I riti iniziavano alle calende del mese col rito della Februatio, processioni di fanciulle che giravano per Roma tenendo in mano purificanti candele accese (la futura Candelora).

Invece alle idi (metà mese) i sacerdoti di Luperco, detti Luperci, gestivano due giorni di cerimonie dedicate alla purificazione dei corpi per favorire la fecondità, ben descritte da Plutarco nelle Vite parallele (Vita di Cesare, cap. 61).

La sera del 14 febbraio, le donne di qualunque età che non avevano mai partorito scrivevano il loro nome su pezzetti di coccio che venivano messi in un grande orcio; la stessa cosa facevano gli uomini in un altro orcio (ed ecco probabilmente l’orgine storica dei bigliettini di San Valentino).

Poi, in una sorta di lotteria, i nomi venivano estratti contemporaneamente a sorte formando delle coppie che il 15 febbraio, insieme alla popolazione tutta, si radunavano sul colle Palatino in una grotta chiamata Lupercale, dove la leggenda voleva che Romolo e Remo fossero stati allattati dalla Lupa.

I sacerdoti sacrificavano a Luperco delle capre e un cane, e consacravano Luperci due ragazzi patrizi segnandoli col sangue di capra sulla fronte e lavandoglielo poi con lana bianca bagnata di purificatore latte caprino.

Scuoiate le capre, ne tagliavano le pelli ancora calde e gocciolanti in strisce dette “februa” (purificatrici) o “amiculum Iunonis”, che i due ragazzi nudi si legavano ai fianchi a contatto dei genitali.

(Lupercalia, Domenico Beccafumi)

In realtà le februa erano fruste che i due novelli Luperci, correndo attorno al Palatino come forsennati, usavano per fustigare selvaggiamente chi capitava loro a tiro; soprattutto donne, che si offrivano volontariamente alle “februate”, considerate metodo sicuro per ottenere la fertilità.

Finita la corsa e le frustate, iniziavano ovunque feste, banchetti e libagioni ove le coppie che il caso aveva unito il giorno prima, erano da quel momento libere di congiungersi quando, dove e come gli pareva, sino alla gravidanza di lei.

Se avveniva, bene.

Se ci si piaceva, ci si sposava pure.

Sennò amici come prima e ci si riprovava il 14 febbraio dell’anno dopo.

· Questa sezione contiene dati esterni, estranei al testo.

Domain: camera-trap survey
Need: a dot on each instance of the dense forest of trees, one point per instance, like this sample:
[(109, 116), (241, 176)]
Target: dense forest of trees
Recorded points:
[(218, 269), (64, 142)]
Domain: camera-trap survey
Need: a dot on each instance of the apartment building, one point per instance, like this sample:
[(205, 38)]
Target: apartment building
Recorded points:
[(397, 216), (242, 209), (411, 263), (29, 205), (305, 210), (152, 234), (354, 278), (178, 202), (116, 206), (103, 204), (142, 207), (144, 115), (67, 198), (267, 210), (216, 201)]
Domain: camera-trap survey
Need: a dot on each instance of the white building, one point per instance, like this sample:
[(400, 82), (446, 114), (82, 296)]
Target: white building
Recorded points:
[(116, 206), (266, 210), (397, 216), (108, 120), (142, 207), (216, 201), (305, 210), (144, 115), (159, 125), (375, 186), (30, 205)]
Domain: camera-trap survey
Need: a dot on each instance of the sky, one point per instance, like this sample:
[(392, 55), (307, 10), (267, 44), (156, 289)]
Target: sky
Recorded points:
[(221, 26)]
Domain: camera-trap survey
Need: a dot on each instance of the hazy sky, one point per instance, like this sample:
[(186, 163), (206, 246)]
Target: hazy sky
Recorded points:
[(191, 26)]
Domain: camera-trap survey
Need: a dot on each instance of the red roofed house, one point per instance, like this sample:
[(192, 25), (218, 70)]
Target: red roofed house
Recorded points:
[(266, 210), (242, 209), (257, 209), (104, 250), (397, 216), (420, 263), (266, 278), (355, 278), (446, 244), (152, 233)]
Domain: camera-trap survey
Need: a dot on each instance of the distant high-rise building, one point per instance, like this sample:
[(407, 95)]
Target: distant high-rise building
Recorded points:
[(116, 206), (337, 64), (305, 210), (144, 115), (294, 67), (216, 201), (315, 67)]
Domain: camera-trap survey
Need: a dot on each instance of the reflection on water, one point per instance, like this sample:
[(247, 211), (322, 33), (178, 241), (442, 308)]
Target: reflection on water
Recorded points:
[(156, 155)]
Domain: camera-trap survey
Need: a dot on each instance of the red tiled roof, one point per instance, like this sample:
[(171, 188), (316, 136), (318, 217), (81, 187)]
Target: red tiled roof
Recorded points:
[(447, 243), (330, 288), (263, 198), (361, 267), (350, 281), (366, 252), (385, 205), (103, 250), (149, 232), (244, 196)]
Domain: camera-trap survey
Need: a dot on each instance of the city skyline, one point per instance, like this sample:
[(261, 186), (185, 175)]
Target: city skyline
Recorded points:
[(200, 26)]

I Lupercalia durarono sino al 496 dC, quando Papa Gelasio I li proibì, eleggendo il martire Valentino vescovo di Terni come santo protettore degli innamorati e stabilendone la festa proprio il 14 febbraio, e sostituendo definitivamente Luperco e la Dea Purificatrice Giunone con la ricorrenza, il 15, della Purificazione di Maria Vergine.